Thursday, April 30, 2009

Is it too much too ask???

One of my favorite songs is Lucinda Williams' Passionate Kisses. In it she asks, "Is it too much to ask? I want a comfortable bed that won't hurt my back? Food to fill me up and warm clothes and all that stuff. Shouldn't I have this?...."

Lately I'm in a "Shouldn't I have??" place. All my socks have holes. All my underwear has no more elastic and my bras don't fit. My towels don't adsorb anymore. My car needs a detail wash, not just a drive-thru. I find myself wondering why I don't have it. Why am I settling for less than I deserve? Why am I settling for less than I settled for? Is it just too much to ask?

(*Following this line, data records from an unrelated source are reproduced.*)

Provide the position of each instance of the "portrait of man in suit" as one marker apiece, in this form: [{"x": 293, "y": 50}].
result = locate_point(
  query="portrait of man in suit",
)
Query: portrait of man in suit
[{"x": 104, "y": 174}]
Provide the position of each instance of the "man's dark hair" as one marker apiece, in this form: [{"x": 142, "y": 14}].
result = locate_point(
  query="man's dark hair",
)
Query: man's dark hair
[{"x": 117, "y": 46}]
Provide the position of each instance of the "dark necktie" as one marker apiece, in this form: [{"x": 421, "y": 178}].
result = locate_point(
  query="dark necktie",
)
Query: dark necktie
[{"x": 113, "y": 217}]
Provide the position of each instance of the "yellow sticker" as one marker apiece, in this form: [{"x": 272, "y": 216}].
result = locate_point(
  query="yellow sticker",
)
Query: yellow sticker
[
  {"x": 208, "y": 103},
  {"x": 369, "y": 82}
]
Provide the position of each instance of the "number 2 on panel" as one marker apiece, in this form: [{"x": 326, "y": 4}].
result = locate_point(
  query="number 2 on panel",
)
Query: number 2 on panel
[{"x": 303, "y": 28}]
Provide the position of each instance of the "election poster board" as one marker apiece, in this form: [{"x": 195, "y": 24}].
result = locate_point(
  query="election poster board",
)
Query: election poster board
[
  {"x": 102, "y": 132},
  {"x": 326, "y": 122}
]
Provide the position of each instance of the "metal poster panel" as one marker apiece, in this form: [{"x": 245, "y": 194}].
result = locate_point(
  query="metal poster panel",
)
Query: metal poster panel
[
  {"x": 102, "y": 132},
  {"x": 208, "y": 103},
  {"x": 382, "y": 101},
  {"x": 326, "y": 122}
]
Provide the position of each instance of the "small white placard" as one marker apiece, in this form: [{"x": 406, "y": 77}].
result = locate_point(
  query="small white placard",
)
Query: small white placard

I know I'm really lucky. I have a good job and my benefits are much better than many people. I have wonderful friends who love me and support me. I have a daughter who is smarter, prettier, more capable, more loved and respected than I could ever have wished for. And she loves me, too. I can and do take care of myself. I'm emotionally, financially and physically independent. I love my home. I love my family. I love my friends. I love my cat, even when he continues to wake me up at 4:30 in the morning. I love my car and my walks to work. I love my wine and my whiskey and my computer. I love my blog and my facebook and my email and my Iphone. I love sun and flowers and coffee and good hand lotion.

But is it too much to ask? Shouldn't I have this...shouldn't I have all of this and new undies and fluffy towels and a clean car and passionate kisses.

5 comments:

Sara Moriarty-delaFuente said...

i understand that this was intended to be a rhetorical question but YES YES YES. Can't wait to see you Saturday!

Bridgete said...

Of course you should.

Love you.

Chris Dashiell said...

You should be adored.

Bert said...

Yes, yes, yes and YES !

Love you.

ginger said...

you settle because you're too busy focusing on the needs of those around you and you have forgotten about yourself.

get to it, love. you know you deserve it.